La tunique d’Al-Wehdat reprend à son compte des symboles forts de l’identité palestinienne. © Baptiste Huguet
Mais alors que certains politiques jordaniens montaient au créneau pour défendre la rencontre, la direction d’Al-Wehdat a confirmé la participation de l’équipe. Une décision qui a d’abord créé des remous, puisque six dirigeants ont posé leur démission, avant de se raviser sous la pression du président d’Al-Wehdat, Bachar Al-Hawamdeh. Relégué sur la troisième marche du podium derrière son ennemi juré d’Amman, Al-Faisaly, Al-Wehdat a pâti de ces enjeux extra-sportifs. D’autant que cette saison a été marquée par l'éclosion d’un nouveau concurrent : Al-Hussein.
Basée à Irbid, la deuxième ville de Jordanie, cette écurie dirigée par un ancien cadre d’Al-Faisaly a remporté le championnat grâce à de nombreux investissements. Seize recrues ont été enregistrées à l’intersaison, dont deux joueurs brésiliens. Un fait rare dans le championnat semi-professionnel jordanien, puisqu’Al-Hussein a dépensé près d’un million de dinars (1,3 million d’euros) alors que remporter le championnat ne permet d’en empocher que 60 000. « Nous sommes le meilleur club du pays ces vingt dernières années. Sans nous et Al-Faisaly, il n’y a pas de football en Jordanie. Le football, c’est l’argent mais c’est aussi l’histoire », dédramatise le directeur sportif à Al-Wehdat, Ziad Shalabayé.
Selon Rafat Ali, l’entraîneur du club et ancien international jordanien (45 sélections), Al-Wehdat devra « tout de même prendre les mesures nécessaires » ces prochains mois, pour ne pas se laisser distancer. Surnommé l’Artiste ou encore Picasso, il est une légende du club avec 332 matchs joués sous les couleurs vertes entre 1993 et 2014 pour 88 buts marqués. Rafat Ali, figure populaire, incarne une stabilité perdue depuis le début de saison : « Déjà en tant que joueur, et maintenant comme entraîneur, j’essaie de remporter chaque match, chaque trophée, pour donner du bonheur aux supporters. » Malgré la tempête, le navire Al-Wehdat peut compter sur son capitaine pour continuer à voguer en haute mer.
Aseel Bassam
Baptiste Huguet
Rafat Ali a pris la casquette de coach d’Al-Wehdat au mois de mars. © Baptiste Huguet
Rafat Ali, entraîneur et star du club : « Avant la guerre à Gaza, le stade était toujours plein »

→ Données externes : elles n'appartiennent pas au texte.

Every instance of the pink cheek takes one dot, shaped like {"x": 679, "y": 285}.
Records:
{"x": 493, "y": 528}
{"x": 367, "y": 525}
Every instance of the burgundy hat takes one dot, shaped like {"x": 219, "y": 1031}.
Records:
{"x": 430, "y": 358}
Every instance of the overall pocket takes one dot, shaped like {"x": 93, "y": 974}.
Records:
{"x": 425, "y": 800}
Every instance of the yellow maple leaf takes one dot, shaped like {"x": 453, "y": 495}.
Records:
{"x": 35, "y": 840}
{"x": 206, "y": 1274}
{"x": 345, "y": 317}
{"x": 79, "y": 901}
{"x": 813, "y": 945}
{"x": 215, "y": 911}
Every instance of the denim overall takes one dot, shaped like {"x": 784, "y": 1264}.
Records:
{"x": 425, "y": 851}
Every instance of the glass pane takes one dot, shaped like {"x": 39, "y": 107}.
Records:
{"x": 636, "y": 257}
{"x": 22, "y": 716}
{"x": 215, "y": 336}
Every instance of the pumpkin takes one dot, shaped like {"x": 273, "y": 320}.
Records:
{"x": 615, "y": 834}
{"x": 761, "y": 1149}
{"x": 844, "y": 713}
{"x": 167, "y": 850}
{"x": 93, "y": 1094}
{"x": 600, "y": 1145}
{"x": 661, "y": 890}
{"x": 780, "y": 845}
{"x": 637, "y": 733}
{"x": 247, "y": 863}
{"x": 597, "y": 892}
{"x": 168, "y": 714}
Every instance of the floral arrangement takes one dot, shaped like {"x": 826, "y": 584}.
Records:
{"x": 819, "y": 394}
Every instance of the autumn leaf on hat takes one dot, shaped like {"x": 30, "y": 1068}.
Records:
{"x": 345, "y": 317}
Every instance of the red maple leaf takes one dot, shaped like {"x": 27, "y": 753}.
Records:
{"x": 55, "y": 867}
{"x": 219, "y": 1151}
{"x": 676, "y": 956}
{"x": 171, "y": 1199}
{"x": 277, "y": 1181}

Club des Palestiniens de Jordanie, Al-Wehdat vit une saison difficile, entre le boycott de ses fans et des résultats en dents de scie. Une situation qui l’a contraint à faire appel aux services de Rafat Ali, légende du club, à la tête de l’équipe. Parti d’Al-Wehdat, club emblématique d’Amman, en 2014, après deux décennies passées comme milieu de terrain de l’équipe première, Rafat Ali est revenu au club en mars dernier avec la casquette d’entraîneur. Meilleur joueur de l’histoire des « Géants verts », l’ancien international jordanien (45 sélections, 13 buts), s’est confié. Il évoque son glorieux passé de joueur et les difficultés traversées par l’équipe phare des Palestiniens de Jordanie cette saison. Entretien.
Que représente Al-Wehdat dans votre vie ?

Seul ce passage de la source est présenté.